Agreeing a payment schedule also makes it easier to monitor and anticipate payments. The agreement specifies payment amounts and due dates, enabling efficient monitoring of the file, as well as cash flow and accounting management. The company knows exactly what it will receive and when, and can act quickly if the payment schedule is not respected. What’s more, in the event of non-payment after a payment schedule has been set up, the company can send a reminder to the customer and a formal notice before terminating the payment schedule and initiating legal collection proceedings.
When should a payment schedule be set up?

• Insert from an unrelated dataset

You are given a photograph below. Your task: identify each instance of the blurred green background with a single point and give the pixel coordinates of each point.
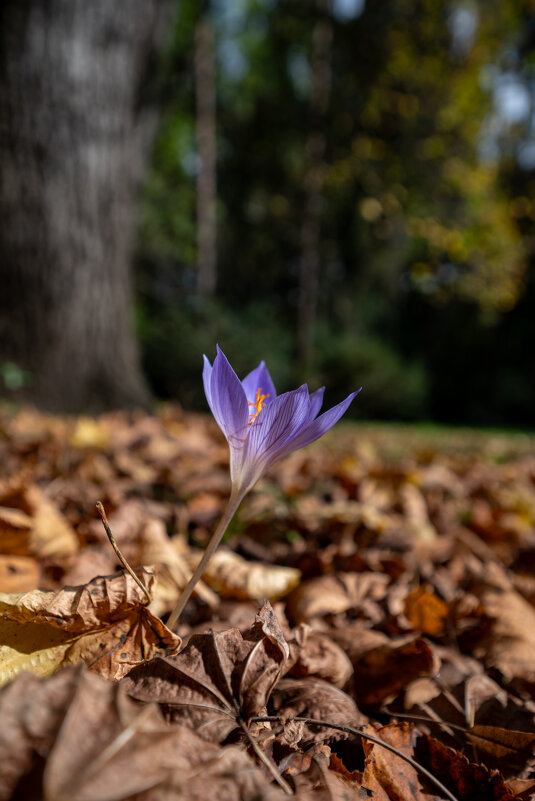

A payment schedule is a good solution when the customer is experiencing temporary difficulties, especially if you want to continue your business relationship afterwards. In this case, you can decide to wait until the debt has been settled before concluding new contracts, or reduce the payment terms for future transactions.
The success of a payment schedule depends on communication and a coherent compromise between the expectations of the company, which wants to recover the amount of its invoice as quickly as possible, and the financial situation of its customer. The two must be reconciled, to avoid agreeing a payment plan that the debtor will be unable to keep.
How do you set up an effective payment schedule?
Drawing up a payment schedule
The law does not lay down any specific formalities for drawing up a payment schedule. However, for practical and evidentiary reasons, it is advisable to draw up a written agreement signed by both parties.
In practice, the clearer and more precise the content of the agreement, the greater the chances that it will be respected. This limits the risk of differing interpretations, and hence of disputes over its application. Thus, the content of a payment schedule generally includes :
- the identity and contact details of the parties;
- the nature of the non-payment ;
- the references and dates of the invoices concerned;
- the total amount due ;
- the duration of the schedule ;
- the due date for payment ;
- maturity dates ;
- the amount outstanding after each due date;
- payment methods accepted ;
- the date ;
- signature of the parties.
As regards the duration of the payment schedule, it is important to ensure that it does not exceed the limitation period. In the event of non-payment, the company can take legal action to collect the debt.
Best practices for setting up a payment schedule
To ensure that the payment schedule is as effective as possible, we recommend adopting the following best practices:
- provide for an initial cash payment, even if it is for a small sum, to prove the debtor’s good faith;
- adapt the duration of the payment schedule to the debtor’s actual ability to pay;
- include clauses that allow for the acceleration of the payment schedule in the event of non-payment and failure to pay within 15 days of formal notice. This makes it possible to demand full and immediate payment of the outstanding amount in the event of further non-payment;
- provide accurate tracking of payments.
Payment schedules and receivables management
The payment schedule therefore plays a crucial role in receivables management. It enables you to establish a new payment schedule. It is an effective lever for reducing unpaid invoices, and possible losses. Agreeing to implement a payment plan can help a company preserve its cash flow and financial health, even if it means extending payment times and therefore Days Sales Outstanding (DSO). This is why, in order to avoid any further extension of payment times and an increase in unpaid invoices, precise monitoring of payments and reminders is essential.
Conclusion
Establishing a well-structured payment schedule limits the risk of non-payment, preserves cash flow and maintains business relations with customers in difficulty. So, even if it takes longer to recover the sums due, the payment schedule is an effective solution for controlling the company’s cash flow and stabilizing its financial situation. For effective implementation and optimal follow-up, the adoption of collection software is highly recommended.